Henriette Walter et Pierre Avenas, auteurs de La fabuleuse histoire du nom des poissons : du tout petit poisson-clown au très grand requin blanc. (Éditions Robert Laffont, 2011) détaillent le fonctionnement électrique de ce poisson mythique :


Un dispositif électrique très performant : Il est normal que le poisson-torpille ait attiré l'attention des hommes depuis la plus haute Antiquité car ses capacités électriques sont extraordinaires. Ses oranges électriques, qui ressemblent à deux grands haricots, un de chaque côté de la tête, sont constitués de centaines de colonnettes, constituées elles-mêmes de centaines de petits éléments empilés comme ceux d'une pile de Volta : ce sont des cellules musculaires transformées (au cours de l'évolution des espèces), de telle sorte qu'elles produisent de l'énergie sous forme électrique, et non plus sous forme mécanique.

Le poisson peut ainsi engendrer une tension allant jusqu'à 220 volts (entre le dos chargé positivement, et le ventre chargé négativement), avec une intensité de plusieurs ampères, pendant un temps court certes, mais suffisant pour tétaniser un poisson qui s'aventure au voisinage. Qui plus est grâce à des capteurs de champ électrique placé sur son dos, ce poisson est capable d'évaluer la taille de la proie visée et d'envoyer une décharge d'intensité adaptée à cette taille, en évitant ainsi de dépenser son énergie pour rien. Nul doute que le pied d'un plongeur imprudent appellera la réaction la plus violente, et on comprend bien que le poisson-torpille soit aussi appelée raie électrique.

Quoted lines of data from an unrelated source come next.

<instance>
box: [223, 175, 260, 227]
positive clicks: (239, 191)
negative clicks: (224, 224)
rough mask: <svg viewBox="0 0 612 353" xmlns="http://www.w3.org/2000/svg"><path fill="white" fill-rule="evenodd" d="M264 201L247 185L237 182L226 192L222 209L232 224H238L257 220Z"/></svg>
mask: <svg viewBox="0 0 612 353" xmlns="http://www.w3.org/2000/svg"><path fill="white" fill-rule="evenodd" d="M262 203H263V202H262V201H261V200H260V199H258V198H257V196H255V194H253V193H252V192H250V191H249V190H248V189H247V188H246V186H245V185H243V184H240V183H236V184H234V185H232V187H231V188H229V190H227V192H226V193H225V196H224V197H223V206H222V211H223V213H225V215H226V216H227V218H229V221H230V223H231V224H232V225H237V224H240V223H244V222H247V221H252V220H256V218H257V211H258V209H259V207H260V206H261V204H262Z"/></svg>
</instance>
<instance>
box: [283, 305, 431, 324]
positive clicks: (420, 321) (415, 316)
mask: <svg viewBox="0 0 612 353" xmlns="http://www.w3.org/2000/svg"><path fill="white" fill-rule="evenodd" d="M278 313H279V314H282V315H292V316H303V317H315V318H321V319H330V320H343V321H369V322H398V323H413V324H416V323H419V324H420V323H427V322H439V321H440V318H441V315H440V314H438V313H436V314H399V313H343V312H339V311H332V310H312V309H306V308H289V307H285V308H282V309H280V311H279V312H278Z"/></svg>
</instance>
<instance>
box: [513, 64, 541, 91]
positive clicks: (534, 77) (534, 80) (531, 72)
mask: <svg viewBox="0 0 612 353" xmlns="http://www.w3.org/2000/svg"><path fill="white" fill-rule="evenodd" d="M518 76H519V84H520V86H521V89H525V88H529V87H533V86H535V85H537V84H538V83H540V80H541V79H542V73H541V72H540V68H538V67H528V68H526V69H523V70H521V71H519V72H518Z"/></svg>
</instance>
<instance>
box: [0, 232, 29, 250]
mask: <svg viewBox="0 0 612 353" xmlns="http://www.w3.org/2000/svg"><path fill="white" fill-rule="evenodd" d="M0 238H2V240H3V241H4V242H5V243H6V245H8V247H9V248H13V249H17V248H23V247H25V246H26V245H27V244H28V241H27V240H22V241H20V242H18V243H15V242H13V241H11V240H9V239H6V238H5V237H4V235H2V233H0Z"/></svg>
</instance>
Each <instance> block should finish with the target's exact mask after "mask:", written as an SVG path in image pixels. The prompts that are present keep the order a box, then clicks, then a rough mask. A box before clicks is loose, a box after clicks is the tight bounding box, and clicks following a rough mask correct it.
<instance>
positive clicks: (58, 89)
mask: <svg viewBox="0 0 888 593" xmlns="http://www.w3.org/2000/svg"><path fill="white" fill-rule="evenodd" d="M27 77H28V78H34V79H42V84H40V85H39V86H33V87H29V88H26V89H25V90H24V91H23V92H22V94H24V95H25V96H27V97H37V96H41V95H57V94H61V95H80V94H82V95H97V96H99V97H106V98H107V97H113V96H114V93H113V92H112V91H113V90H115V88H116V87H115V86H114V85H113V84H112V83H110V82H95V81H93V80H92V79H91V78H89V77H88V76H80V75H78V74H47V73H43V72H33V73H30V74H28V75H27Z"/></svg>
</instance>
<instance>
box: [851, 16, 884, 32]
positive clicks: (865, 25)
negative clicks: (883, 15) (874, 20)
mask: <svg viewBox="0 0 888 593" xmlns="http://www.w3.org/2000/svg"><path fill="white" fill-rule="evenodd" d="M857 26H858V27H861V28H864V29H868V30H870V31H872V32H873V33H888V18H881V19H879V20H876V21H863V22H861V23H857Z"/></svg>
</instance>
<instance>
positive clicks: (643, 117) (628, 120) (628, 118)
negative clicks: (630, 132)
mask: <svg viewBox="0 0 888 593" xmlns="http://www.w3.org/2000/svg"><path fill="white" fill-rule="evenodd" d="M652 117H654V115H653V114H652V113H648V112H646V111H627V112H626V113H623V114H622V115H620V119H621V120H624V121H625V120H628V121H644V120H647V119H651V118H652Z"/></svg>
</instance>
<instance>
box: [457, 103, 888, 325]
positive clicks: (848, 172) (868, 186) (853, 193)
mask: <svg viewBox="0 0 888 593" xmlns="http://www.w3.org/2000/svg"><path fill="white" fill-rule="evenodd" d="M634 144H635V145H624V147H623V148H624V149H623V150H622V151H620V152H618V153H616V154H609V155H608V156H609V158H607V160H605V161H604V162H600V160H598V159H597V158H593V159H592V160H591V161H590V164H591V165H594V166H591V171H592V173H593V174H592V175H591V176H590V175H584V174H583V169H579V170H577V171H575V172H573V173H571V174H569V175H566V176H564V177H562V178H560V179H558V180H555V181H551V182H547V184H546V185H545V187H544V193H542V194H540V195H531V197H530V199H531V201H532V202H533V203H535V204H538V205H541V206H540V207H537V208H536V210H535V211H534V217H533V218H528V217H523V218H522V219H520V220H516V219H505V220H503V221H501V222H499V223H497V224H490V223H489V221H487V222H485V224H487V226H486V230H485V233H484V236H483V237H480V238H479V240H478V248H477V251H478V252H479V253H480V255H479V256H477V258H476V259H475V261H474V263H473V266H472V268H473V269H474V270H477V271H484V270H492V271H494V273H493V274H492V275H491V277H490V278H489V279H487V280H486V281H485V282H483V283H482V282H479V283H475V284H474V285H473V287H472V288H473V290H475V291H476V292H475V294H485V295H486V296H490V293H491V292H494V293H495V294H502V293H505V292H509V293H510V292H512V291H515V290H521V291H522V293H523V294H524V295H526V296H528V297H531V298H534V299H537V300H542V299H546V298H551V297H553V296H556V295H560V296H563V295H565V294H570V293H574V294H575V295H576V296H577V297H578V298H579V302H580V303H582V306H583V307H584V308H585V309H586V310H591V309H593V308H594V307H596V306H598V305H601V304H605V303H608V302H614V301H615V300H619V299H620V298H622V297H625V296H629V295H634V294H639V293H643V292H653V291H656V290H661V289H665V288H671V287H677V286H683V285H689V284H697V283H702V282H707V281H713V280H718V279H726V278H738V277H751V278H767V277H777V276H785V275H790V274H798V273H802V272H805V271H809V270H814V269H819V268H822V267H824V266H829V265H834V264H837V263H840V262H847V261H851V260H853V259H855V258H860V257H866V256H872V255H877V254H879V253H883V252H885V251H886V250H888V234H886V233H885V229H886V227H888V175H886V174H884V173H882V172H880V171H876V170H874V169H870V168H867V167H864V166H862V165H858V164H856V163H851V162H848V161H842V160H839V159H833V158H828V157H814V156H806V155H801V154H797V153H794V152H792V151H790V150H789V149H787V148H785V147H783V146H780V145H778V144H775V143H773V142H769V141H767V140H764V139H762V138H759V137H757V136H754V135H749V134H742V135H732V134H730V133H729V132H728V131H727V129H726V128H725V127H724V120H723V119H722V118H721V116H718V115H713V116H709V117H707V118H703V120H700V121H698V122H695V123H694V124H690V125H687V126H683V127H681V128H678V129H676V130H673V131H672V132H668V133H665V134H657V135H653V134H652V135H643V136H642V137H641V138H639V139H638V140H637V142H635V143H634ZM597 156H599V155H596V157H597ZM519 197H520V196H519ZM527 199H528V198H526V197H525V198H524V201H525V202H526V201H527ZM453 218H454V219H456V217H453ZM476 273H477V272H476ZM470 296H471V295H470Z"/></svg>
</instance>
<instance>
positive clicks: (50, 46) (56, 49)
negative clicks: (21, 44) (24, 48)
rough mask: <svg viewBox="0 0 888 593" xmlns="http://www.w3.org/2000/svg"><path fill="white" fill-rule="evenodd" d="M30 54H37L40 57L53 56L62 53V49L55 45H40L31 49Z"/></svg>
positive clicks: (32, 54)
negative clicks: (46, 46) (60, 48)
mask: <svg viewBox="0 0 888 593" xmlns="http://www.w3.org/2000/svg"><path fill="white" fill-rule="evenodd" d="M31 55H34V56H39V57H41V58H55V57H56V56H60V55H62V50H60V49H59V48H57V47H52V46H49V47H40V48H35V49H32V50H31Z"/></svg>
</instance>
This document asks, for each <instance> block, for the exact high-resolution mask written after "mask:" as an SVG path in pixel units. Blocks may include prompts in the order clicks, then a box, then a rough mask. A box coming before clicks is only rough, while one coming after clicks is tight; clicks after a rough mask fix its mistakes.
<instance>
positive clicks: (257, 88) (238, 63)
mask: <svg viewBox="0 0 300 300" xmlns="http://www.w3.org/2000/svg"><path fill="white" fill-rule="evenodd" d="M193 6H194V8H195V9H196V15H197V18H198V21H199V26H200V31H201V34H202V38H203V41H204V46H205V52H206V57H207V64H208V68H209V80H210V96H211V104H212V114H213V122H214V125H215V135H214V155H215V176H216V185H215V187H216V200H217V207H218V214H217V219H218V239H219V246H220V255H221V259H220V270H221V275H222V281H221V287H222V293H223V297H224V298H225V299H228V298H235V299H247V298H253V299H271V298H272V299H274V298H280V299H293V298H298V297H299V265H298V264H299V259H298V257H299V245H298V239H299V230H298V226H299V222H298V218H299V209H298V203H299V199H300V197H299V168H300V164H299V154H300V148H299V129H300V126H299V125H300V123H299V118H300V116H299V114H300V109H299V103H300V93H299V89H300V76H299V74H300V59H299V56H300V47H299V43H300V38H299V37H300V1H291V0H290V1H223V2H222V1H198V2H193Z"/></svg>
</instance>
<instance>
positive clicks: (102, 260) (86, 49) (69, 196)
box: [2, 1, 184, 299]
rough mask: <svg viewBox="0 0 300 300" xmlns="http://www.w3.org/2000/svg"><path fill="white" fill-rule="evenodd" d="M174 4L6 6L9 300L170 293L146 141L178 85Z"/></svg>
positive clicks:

Au contact de ce poisson-torpille, le nageur ressent un douloureux choc électrique, qui provoque en lui paralysie et tremblements, d'où en allemand, Zitterrochen, formé de zittern « trembler » et Rochen « raie », et en espagnol, tembladera, de temblar « trembler ». Cette raie électrique se vend d'ailleurs en France sur les marchés sous le nom de tremble.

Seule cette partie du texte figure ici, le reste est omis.